Lippeportal - Juni 2025

Mit dem Aufsitzrasenmäher ins Freibad

Juni 2025

Kaum hat der Mai seinen letzten Flieder abgeschüttelt und der Thermostat schielt zweistellig nach oben, da verwandelt sich der deutsche Mensch in zwei völlig gegensätzliche Kreaturen: Gartenkrieger und Freibadtourist. Man könnte meinen, sie seien miteinander verwandt, doch das eine Wesen trimmt penibel die Hecke mit Lasermessgerät und Wasserwaage, während das andere mit Pommesfett an den Fingern über chlorierte Fliesen rutscht wie eine Robbe mit Sonnenbrand.
Beginnen wir im Garten. Dort, wo einst ein natürlicher Wildwuchs das Auge erfreute, herrscht jetzt wieder die Diktatur der Rasenkante. Es wird vertikutiert, geharkt, gedüngt, geschnitten und entmoost. Der Sommer ist zurück, und der Männer erfreuen sich am Multifunktions-Akkuwerkzeug. Sie tragen Funktionskleidung in der Farbe "Nassbeton" und riechen nach igendwie nach WD-40.

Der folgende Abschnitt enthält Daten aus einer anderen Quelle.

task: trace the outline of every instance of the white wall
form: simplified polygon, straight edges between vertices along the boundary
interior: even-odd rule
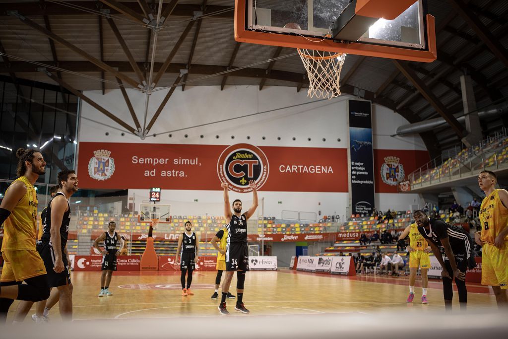
[[[150,97],[147,125],[168,89],[154,93]],[[138,118],[143,125],[145,95],[135,89],[128,89]],[[87,91],[85,95],[120,117],[129,125],[134,122],[119,90]],[[347,100],[354,99],[342,96],[330,100],[310,100],[305,91],[297,93],[294,87],[265,87],[260,91],[258,86],[227,87],[221,91],[217,86],[186,86],[173,93],[157,122],[150,131],[163,133],[149,136],[142,140],[138,136],[125,133],[123,128],[86,103],[82,103],[80,121],[80,142],[182,143],[189,144],[231,145],[248,142],[257,146],[283,146],[346,148],[348,147],[347,122]],[[289,106],[305,104],[300,106]],[[247,114],[273,111],[247,117],[208,125],[195,128],[193,126],[231,119]],[[373,141],[375,148],[424,150],[418,136],[394,138],[397,127],[407,123],[398,114],[385,107],[374,105],[373,108]],[[90,119],[94,120],[91,121]],[[108,125],[108,126],[105,126]],[[168,134],[171,131],[172,137]],[[126,131],[124,131],[126,132]],[[164,133],[167,132],[167,133]],[[108,133],[109,135],[106,136]],[[184,135],[188,135],[187,138]],[[204,137],[200,137],[203,135]],[[219,138],[215,138],[218,135]],[[234,139],[231,139],[234,136]],[[250,139],[247,139],[247,136]],[[265,137],[263,140],[262,137]],[[278,140],[277,137],[281,139]],[[293,137],[296,140],[292,140]],[[308,138],[311,141],[308,141]],[[326,141],[323,139],[325,138]],[[338,141],[337,139],[340,141]],[[347,160],[345,160],[346,161]],[[200,202],[220,204],[220,191],[165,190],[163,196],[177,197],[174,201],[179,209],[186,210],[195,199]],[[138,192],[139,191],[139,192]],[[145,190],[130,190],[137,196],[146,196]],[[263,192],[265,215],[278,217],[284,209],[312,211],[321,210],[322,215],[336,214],[342,216],[348,213],[347,193],[319,193]],[[382,210],[393,208],[407,209],[417,195],[376,194],[376,207]],[[412,196],[415,195],[415,197]],[[415,198],[416,197],[416,198]],[[242,198],[242,199],[244,199]],[[247,198],[250,200],[250,197]],[[278,203],[282,201],[282,204]],[[137,203],[141,202],[137,201]],[[321,203],[321,205],[319,203]],[[176,202],[174,203],[176,203]],[[176,207],[176,206],[175,206]],[[185,214],[186,212],[181,212]]]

Der Garten, eigentlich als Oase der Erholung gedacht, wird zum Schlachtfeld gegen die Natur. Löwenzahn gilt als Staatsfeind Nr. 1, Moos ist der Taliban des Rasens. Und wehe, der Nachbar mäht zehn Minuten nach Ihnen... das ist ein Affront, eine Herausforderung. Es fehlt nur noch die diplomatische Note auf dem Komposthaufen, der selbstverständlich von einer Horde kunstvoll bemalter Gartenzwerge bewacht wird. Doch kaum ist die letzte Buchsbaumzelle zurechtgestutzt, wirft sich derselbe Mensch in eine zu enge Badehose mit Anker-Print und ruft freudig: Ab ins Freibad! Dort begegnet uns der zweite Archetyp des Juni-Menschen: der sonnenverbrannte Badelatschen-Existenzialist. Schon ab 19 Grad Außentemperatur werden Liegen belagert wie Brückentage im Kalender. Die deutsche Familie rückt an. Mit Picknickdecke, Melone, Wassermelone, noch mehr Melone, und einer Tupperdose, die aussieht wie ein Waffenarsenal voller Buletten.

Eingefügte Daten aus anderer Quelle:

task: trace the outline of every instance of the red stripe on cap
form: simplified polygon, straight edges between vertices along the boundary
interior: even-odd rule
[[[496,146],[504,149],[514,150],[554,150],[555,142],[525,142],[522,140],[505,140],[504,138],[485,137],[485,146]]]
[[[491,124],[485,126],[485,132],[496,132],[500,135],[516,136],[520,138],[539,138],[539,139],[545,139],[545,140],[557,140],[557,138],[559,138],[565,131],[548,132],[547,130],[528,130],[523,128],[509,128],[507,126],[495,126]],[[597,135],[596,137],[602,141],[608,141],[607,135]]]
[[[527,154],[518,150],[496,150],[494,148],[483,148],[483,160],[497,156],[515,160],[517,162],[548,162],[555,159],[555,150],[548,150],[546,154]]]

Die Freibadordnung wird ausgelegt wie die Verfassung eines Kleinstaates. "Nicht vom Beckenrand springen" heißt in Wirklichkeit: "Mach einen Köpper, aber tu so, als wär's ein Unfall." Und die Dusche vor dem Schwimmen wird gerne nur als unverbindliche Empfehlung gesehen. So ist Fußpilz manchmal das kleinste Übel, dass da mit dem Badegast ins Wasser steigt. Dass sind Momente, in denen man die Chlorzufuhr gerne leicht erhöhen würde.
Erst schwitzt man im Garten, um dann im Freibad zu frieren. Man schneidet Hecken, die man hasst, und liegt neben Menschen, die man nicht kennt, aber aufgrund ihrer Bluetooth-Box nun musikalisch sehr gut einzuschätzen weiß. (Schlager-Techno-Remix 2022. Schlimmer als Moos.)
Aber so ist der Juni. Eine Mischung aus Sonnencreme, Giersch und Gruppendusche. Und während wir in Badelatschen durchs Leben stolpern, bleibt nur ein Trost: Der Rasen wächst nach, aber die Freibadpommes - die bleiben für immer im Herzen.
Ich jedenfalls genieße den Nachmittag am Beckenrand mit einer gemischten Tüte voller Kindheitserinnerungen und hole mir am Abend einen Aufsitzrasenmäher aus dem Baumarkt meines Vertrauens. So kann ich die Grünfläche meiner 87 qm große Ländereien hinter dem Haus auf die vorschriftsmäßige Länge stutzen, und im Anschluss wie ein Cowboy Richtung Sonnenuntergang fahren. Neben mir ein Gartenzwerg in Badehose.